МРНЫ (почти правдивая история) — страница 13 из 40

Тут нас догнала следующая партия сборщиц ягод, доставленная тепловозом. Они резво неслись вперед, только дышали тяжело. Потому что одно дело идти, отталкиваясь от твердой поверхности, и совсем другое дело на каждом шагу отвоевывать ноги у жадной жижи.

Когда мы прорвались к поросшему тонкими соснами островку, Витя со стоном рухнул под корни ближайшего дерева, прислонив рюкзак к стволу.

— Никуда я больше не пойду, — сказал он воображаемому собеседнику, который, видимо, уговаривал его продолжать путь.

«Не зря же профессиональные сборщики ходят дальше, — возразил тот. — Там ягод больше, возле железной дороги всё обобрали».

— Мне и тут хватит, — уперся наш хозяин и выполз из-под рюкзака.

Островок был размером с детскую площадку перед нашим московским домом и густо утыкан деревьями. Корни их переплетались во мху, плотно держались друг за дружку, как сплетенные руки, поэтому место под кострище и палатку удалось найти не сразу. Не на корнях же огонь разводить. Да и спать, знаете ли, на корнях затруднительно.

Из кочек торчали шляпки грибов, а ножки у них были водянистые и неимоверной длины, чуть не с локоть. Вот сколько им пришлось расти, чтобы от земли сквозь мох пробиться к свету.

Кое-как поставили палатку, укрывшись от ветра под вывороченным корнем упавшего дерева. Кое-как развели костерок из отсыревших — хоть отжимай — веток и обрывков сухого мха. Воду на чай пришлось брать прямо из болота.

Вид у Вити был какой-то безысходный, как у потерявшегося щенка. Он сушил у костра вымокшие ноги. Мы, коты, не разделяли его отчаяния, было некогда: нас по самые макушки затянуло в удивительный мир островного леса, живущего как бы над землей, на цыпочках. Мы весело проваливались в мох, вытаскивали из-под него жуков и мышей, запрыгивали на поваленные сосны и гонялись за мелкими птицами и лягушками. Да, птиц тут жила тьма-тьмущая! Ведь на несколько километров болота это чуть ли не единственный остров с деревьями.

Спустились сумерки, сборщики усталой, довольной толпой потянулись обратно — уже неторопко, с шуточками, с полными бидонами и рюкзачками за спиной. Помахали нам рукой.

— До завтра!

К ночи разыгралась буря. Палатка мотылялась под порывами, норовила выдрать из непрочной почвы колышки и улететь в теплые края со всем содержимым, то бишь с нами.
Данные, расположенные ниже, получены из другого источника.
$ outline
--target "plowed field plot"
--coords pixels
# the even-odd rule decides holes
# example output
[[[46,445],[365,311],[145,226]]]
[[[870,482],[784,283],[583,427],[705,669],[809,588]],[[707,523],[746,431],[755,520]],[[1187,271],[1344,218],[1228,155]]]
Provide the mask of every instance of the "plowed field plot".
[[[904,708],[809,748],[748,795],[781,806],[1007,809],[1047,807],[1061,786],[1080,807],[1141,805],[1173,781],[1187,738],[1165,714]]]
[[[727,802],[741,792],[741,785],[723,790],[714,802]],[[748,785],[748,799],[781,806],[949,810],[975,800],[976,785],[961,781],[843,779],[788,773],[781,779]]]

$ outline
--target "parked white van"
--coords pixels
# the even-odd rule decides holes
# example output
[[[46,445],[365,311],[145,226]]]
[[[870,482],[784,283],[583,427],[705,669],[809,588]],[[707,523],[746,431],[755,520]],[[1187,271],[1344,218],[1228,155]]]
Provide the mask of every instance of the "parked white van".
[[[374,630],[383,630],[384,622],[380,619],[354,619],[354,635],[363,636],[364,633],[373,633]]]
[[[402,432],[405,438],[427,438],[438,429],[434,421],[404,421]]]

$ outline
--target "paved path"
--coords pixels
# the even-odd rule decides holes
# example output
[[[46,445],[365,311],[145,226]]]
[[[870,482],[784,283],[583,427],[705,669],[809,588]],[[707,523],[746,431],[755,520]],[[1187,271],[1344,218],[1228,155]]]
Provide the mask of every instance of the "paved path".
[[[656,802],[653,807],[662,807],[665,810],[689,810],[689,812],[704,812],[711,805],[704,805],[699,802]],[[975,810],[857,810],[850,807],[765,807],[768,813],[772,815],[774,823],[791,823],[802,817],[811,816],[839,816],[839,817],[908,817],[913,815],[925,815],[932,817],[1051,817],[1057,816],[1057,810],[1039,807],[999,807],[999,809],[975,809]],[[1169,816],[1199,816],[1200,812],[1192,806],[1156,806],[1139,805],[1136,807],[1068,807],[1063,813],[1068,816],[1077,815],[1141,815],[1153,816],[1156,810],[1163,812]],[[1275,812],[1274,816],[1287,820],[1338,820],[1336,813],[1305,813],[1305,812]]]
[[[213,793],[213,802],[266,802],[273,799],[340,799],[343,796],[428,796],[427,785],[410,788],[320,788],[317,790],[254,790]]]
Впрочем, ей, кажется, было по силам и остров прихватить. Она с грохотом лупила нас крыльями по головам; было так нервно, что впору бежать под дождь.

Наконец Виктора осенило.

— Спустить паруса! — дал он себе команду и полез под дождь выполнять.

Он вынул стойки из стенок палатки, и из уютного домика получилась бесформенная куча. Мы трое закуклились под тентом в спальник: я свернулся у Виктора в ногах, Ешка, как обычно, улеглась головой на его плече.

— Теперь не сорвет.

Трепыхать нас стало меньше, зато внутрь потекла вода.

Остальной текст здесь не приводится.